Ingredients
Scale
- 1/3 cup mayonnaise
- 1 tablespoon lemon juice
- 1/4 teaspoon crushed red pepper flakes (optional)
- 12 ounces canned tuna, drained
- 1 celery rib, finely chopped
- 1 small red onion, finely chopped
- 1 1/2 tablespoons fresh parsley, chopped
- Salt to taste
- Freshly ground black pepper to taste
- 1/4 cup unsalted butter, softened
- 8 slices whole-grain or sourdough bread
- 8 slices cheddar cheese
- Tomato slices (optional)
Instructions
- In a medium bowl, whisk the mayonnaise, lemon juice, and optional red pepper flakes together. Add the drained tuna, celery, red onion, and parsley. Toss gently, seasoning with salt and pepper.
- Butter one side of each bread slice. On the unbuttered side of 4 slices, layer a slice of cheese, a generous amount of the tuna mixture, and another slice of cheddar cheese. If desired, add tomato slices before capping with the remaining bread slice, butter side facing out.
- Heat a nonstick skillet over medium heat. Place the sandwiches in the skillet and cook for 2 to 3 minutes until the bottom is golden brown.

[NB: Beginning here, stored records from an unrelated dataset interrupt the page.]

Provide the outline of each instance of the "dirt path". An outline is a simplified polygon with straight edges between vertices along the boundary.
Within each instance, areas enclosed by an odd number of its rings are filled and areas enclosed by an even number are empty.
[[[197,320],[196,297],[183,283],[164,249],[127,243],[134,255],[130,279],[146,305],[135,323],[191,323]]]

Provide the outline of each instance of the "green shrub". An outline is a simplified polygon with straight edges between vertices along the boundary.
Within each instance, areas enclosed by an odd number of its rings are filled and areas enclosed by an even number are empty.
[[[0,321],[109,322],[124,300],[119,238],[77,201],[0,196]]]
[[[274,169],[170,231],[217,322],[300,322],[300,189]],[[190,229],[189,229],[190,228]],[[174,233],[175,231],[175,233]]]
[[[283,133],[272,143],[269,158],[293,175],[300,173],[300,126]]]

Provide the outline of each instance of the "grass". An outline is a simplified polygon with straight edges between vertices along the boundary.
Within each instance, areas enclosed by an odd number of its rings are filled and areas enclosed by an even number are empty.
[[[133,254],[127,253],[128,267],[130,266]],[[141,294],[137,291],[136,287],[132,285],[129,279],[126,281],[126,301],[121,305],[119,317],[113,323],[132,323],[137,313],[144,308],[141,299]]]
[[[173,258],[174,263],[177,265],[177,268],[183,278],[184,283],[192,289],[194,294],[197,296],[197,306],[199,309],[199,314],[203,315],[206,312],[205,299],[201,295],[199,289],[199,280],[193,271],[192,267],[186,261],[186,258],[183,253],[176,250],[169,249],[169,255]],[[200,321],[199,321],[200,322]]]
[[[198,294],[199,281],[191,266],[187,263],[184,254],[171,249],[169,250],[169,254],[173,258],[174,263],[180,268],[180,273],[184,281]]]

Flip and cook for another 2 to 3 minutes until toasted and the cheese is melted. Depending on skillet size, you may need to do this in batches. Remove from skillet and serve immediately.
Notes
Feel free to add more spices or herbs to enhance the flavor
Use gluten-free bread for a gluten-free option
Add sliced tomatoes for added freshness.
Nutrition
- Serving Size: 1 sandwich
- Calories: 550
- Sugar: 4g
- Sodium: 900mg
- Fat: 32g
- Saturated Fat: 14g
- Unsaturated Fat: 16g
- Trans Fat: 0g
- Carbohydrates: 42g
- Fiber: 4g
- Protein: 22g
- Cholesterol: 70mg
Nutritional information is an estimate. The nutritional values for your final dish may vary based on measuring differences and products used.